If only we’d all bought shares in Zoom at the beginning of the year, think how much richer we’d be.
This time last year, nobody had really heard of Zoom – 12 months on and it’s become a verb.
‘Are we Zooming tonight?’ became the catchphrase of the first lockdown as we embarked on endless Zoom quizzes and wondered why we couldn’t stop staring at ourselves on the screen.
From being on it at work all day to using it to socialise in the evenings, it’s safe to say we’ve all become a little exhausted by video calls. And new research has found that ‘Zoom fatigue’ is actually a real thing.
According to a new study by London South Bank University (LSBU), remote working during the UK’s first Covid-19 lockdown saw employees suffer from ‘Zoom fatigue.’
The study looked at the falls in energy experienced by employees who were working remotely and their increased need for daily recovery time.
Findings show that remote working generally leads to increased tiredness or ‘Zoom fatigue’ for employees and a greater need for longer recovery time compared with when they’re in the office.
They also show that communicating through video calls is more tiring to deal with than other forms of digital communication, like emails or texts.

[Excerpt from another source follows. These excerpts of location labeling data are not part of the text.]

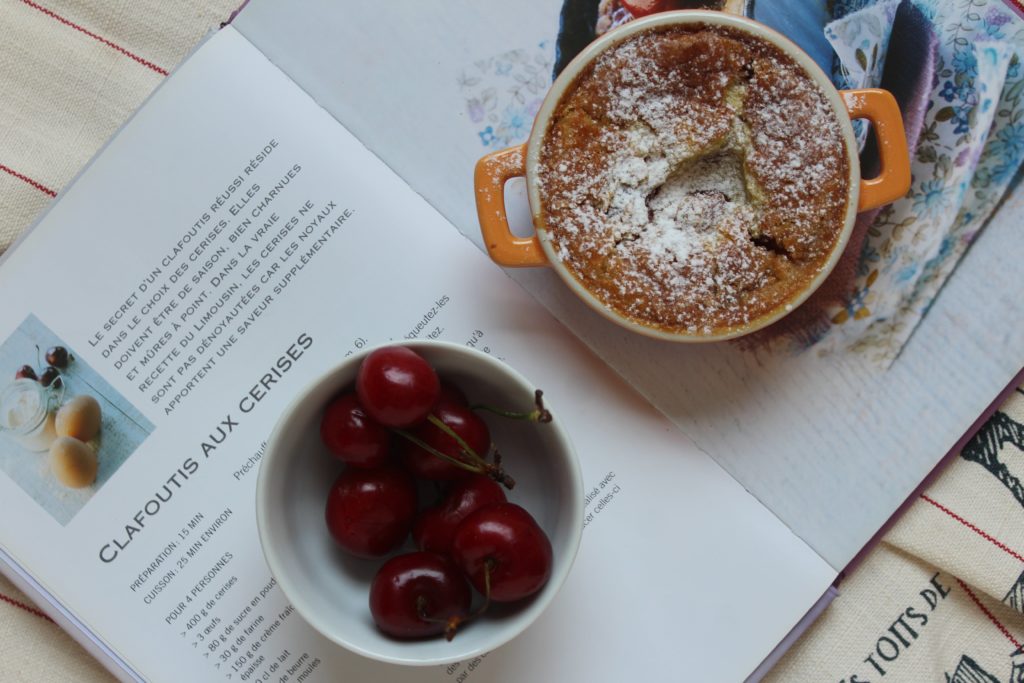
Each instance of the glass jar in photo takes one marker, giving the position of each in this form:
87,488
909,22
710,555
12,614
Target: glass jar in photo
27,412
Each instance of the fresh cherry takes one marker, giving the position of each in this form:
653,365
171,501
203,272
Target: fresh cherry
49,376
371,512
352,436
57,356
419,594
397,387
26,372
435,526
466,424
503,548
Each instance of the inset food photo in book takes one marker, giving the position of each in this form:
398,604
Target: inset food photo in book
65,430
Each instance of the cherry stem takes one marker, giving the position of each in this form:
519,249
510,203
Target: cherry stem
453,623
465,447
539,414
476,469
494,470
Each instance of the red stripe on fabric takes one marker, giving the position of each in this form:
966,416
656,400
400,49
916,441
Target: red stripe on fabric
22,605
38,185
1016,4
998,544
131,55
990,615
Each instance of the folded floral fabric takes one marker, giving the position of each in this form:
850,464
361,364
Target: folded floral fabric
970,150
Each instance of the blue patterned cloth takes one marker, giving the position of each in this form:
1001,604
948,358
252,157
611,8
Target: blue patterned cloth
970,150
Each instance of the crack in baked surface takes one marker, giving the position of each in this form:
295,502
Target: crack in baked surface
693,179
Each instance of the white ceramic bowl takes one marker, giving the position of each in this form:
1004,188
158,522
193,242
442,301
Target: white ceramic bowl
330,589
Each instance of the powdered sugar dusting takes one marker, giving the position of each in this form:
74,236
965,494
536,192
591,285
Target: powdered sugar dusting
693,180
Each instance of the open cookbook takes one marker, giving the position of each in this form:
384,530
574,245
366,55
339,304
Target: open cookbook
299,188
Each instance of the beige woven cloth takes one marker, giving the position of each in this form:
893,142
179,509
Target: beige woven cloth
940,599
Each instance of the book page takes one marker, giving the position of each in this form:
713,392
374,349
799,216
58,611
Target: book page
228,246
832,443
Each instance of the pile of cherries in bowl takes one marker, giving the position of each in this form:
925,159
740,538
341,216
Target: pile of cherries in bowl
402,431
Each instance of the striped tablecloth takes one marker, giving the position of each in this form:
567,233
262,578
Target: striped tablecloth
941,598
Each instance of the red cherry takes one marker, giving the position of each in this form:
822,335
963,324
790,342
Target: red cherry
26,372
468,425
415,595
57,356
506,541
370,512
49,375
435,526
396,386
352,436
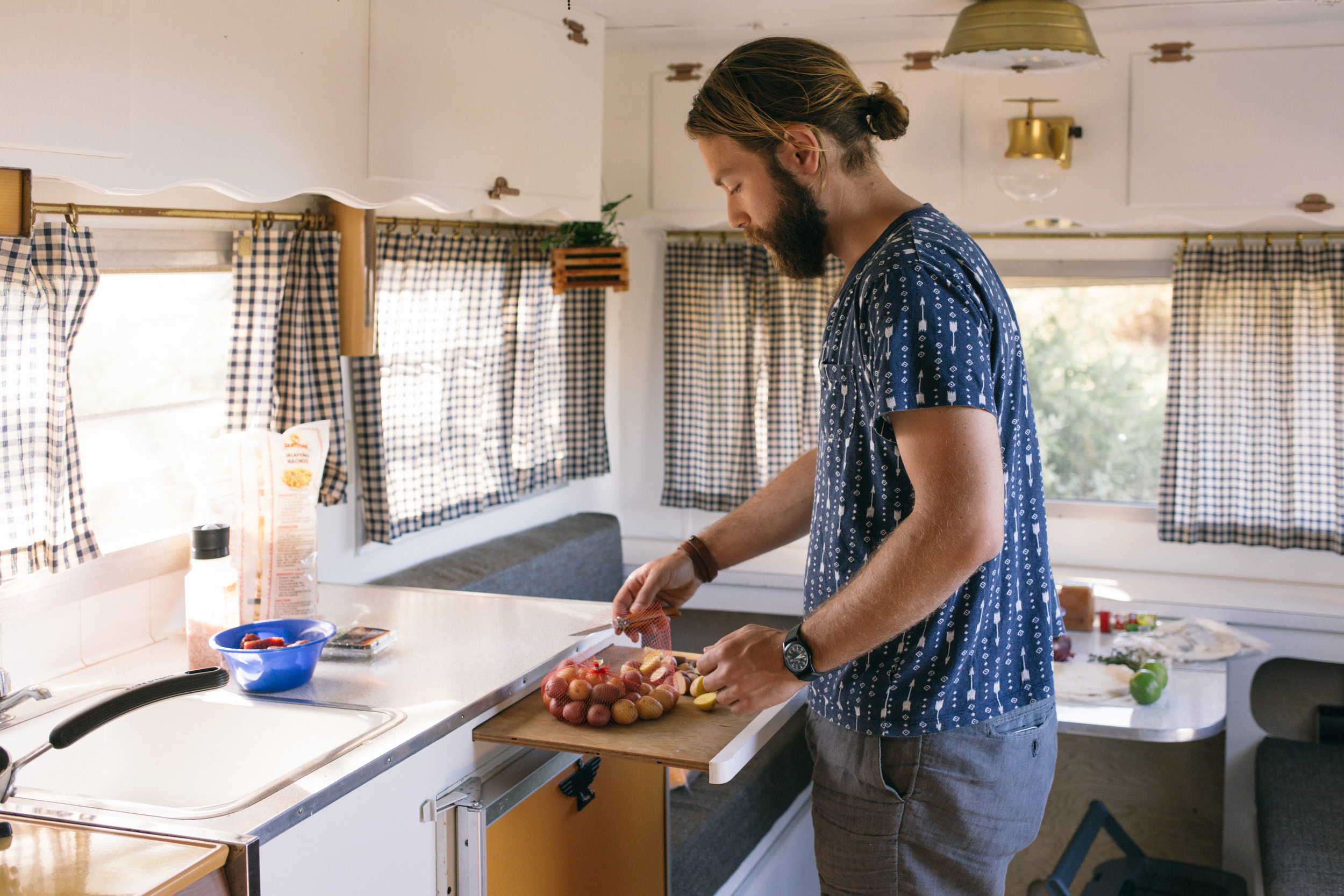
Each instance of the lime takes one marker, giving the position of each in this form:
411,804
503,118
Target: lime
1159,671
1146,688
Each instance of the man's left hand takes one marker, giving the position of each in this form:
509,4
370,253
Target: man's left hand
746,671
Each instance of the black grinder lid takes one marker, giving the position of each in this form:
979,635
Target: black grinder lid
209,542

This is because video calls require higher levels of self-control and regulation of emotion.
Likewise, daily fluctuations in different forms of remote communication (such as video calls, emails, Slack) between employees is detrimental to the overall well-being of the workforce.
The key authors of the study said that, based on these findings, employers should be more aware of employees’ need for recovery time, due to the demands of remote working, and that they should insist staff don’t work beyond core hours and take regular breaks.
Karin Moser, professor of organisational behaviour at LSBU’s Business School, said: ‘Whereas previous research looking at remote working practices in the UK focused on employee productivity, this study is the first of its kind to demonstrate that these practices pose a threat to employee wellbeing.
‘The danger is that many work routines are now dictated by what technology packages are available, giving the user little time for reflection on whether what’s been provided is adequate.
‘Meanwhile employees are also lacking the necessary skills training to help them collaborate and lead virtually. This business practice is not sustainable, and in the long-term, will have detrimental impacts on employee health and productivity.’